An essay map is a whole lot easier.  Once you have a good map it’s hard to write a bad essay.   It takes a bit longer at the start, but it saves you a time (and stress) overall.

How have you been taught to structure essays at school? STEEL, TEEL, PETAL, PEEL?

These are all slightly different versions of the same thing, and will help you write better paragraphs.  But what they don’t tell you is how to put those paragraphs together – it’s possible to write good paragraphs but a bad essay.

Think of the essay like a house, and the paragraphs as the rooms.
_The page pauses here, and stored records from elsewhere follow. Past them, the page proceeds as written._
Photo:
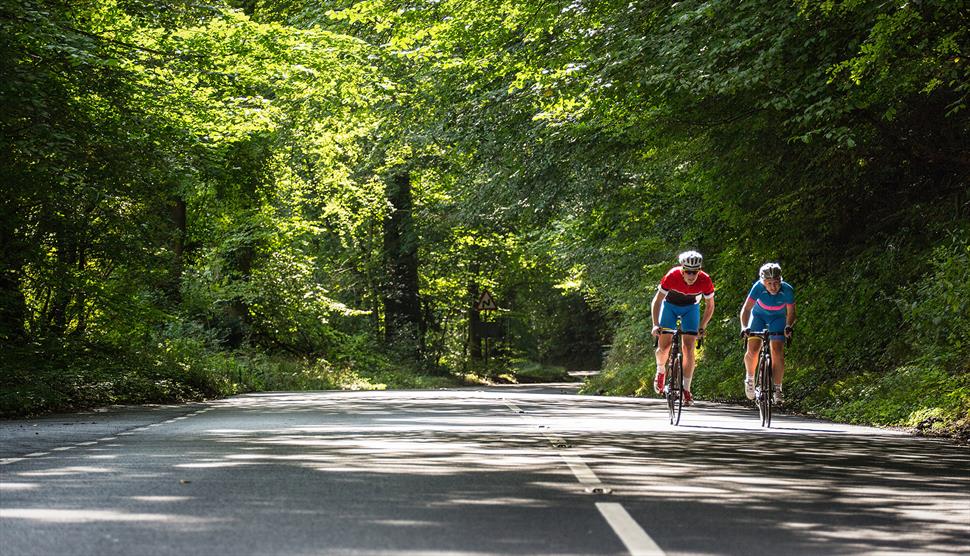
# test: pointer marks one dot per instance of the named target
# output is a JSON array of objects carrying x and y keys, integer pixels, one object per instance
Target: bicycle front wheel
[
  {"x": 675, "y": 391},
  {"x": 765, "y": 393}
]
You don’t usually build a house a room at a time, you plan the whole thing so that it all works together.  You need to know what you think about the topic, and then come up with a logical way to say it.

A fairytale house, rooms plonked everywhere

So what rooms are in your house?  Well a high school essay is usually 5 paragraphs: an introduction, 3 body paragraphs and a conclusion. 

And what holds them all together?  The contention/thesis statement/main argument.  Everything in the essay needs to help support that argument, or it shouldn’t be there.

The contention goes in the introduction, and summarises the argument you’ll be making in the essay.  What’s ESSENTIAL is that it addresses the essay topic or question clearly.  To check this I like to imagine that a friend is asking me the question, and I need to give them an answer they won’t think is weird. Let’s try this out with the essay topic we were working with in the last post:

Hunger Games essay topic

So, imagine your friend asks you “In the Hunger Games, do you think it’s the Capitol or the tributes who are really the bad guys?”, and you say “The Hunger Games are horrible, but Katniss is awesome”.  Even though you’re talking about the Hunger Games you haven’t answered their question at all, which is an odd thing to do in a conversation and a great way to fail an essay.

Instead, you could say “It’s deffo the Capitol”, or in essay-speak:

Despite the text centering around the battles in the arena of the Hunger Games, it is the politically repressive Capitol who is the true antagonist of the text.

This answers the question directly, and clearly states what you will be arguing overall.   We can do even better though. Let’s look at the brainstorm we did on this topic in the last post:

Hunger Games essay brainstorm

With a bit of thought we can take these ideas and figure out how we are going to prove that the Capitol is the true antagonist, and then we can include that in our contention, like this:

Despite the text centering around the battles in the arena of the Hunger Games, it is the politically repressive Capitol who is the true antagonist of the text. The Capitol controls the citizens of Panem, and treats them with extreme cruelty. The tributes have few choices, and are deeply affected by the Hunger Games.

This now summarises what we will be arguing in the body paragraphs, and sets up the whole structure of the essay. Usually a contention is one or two sentences long, although it can be three as it is in this example. A great place to put it is at the end of your Introduction.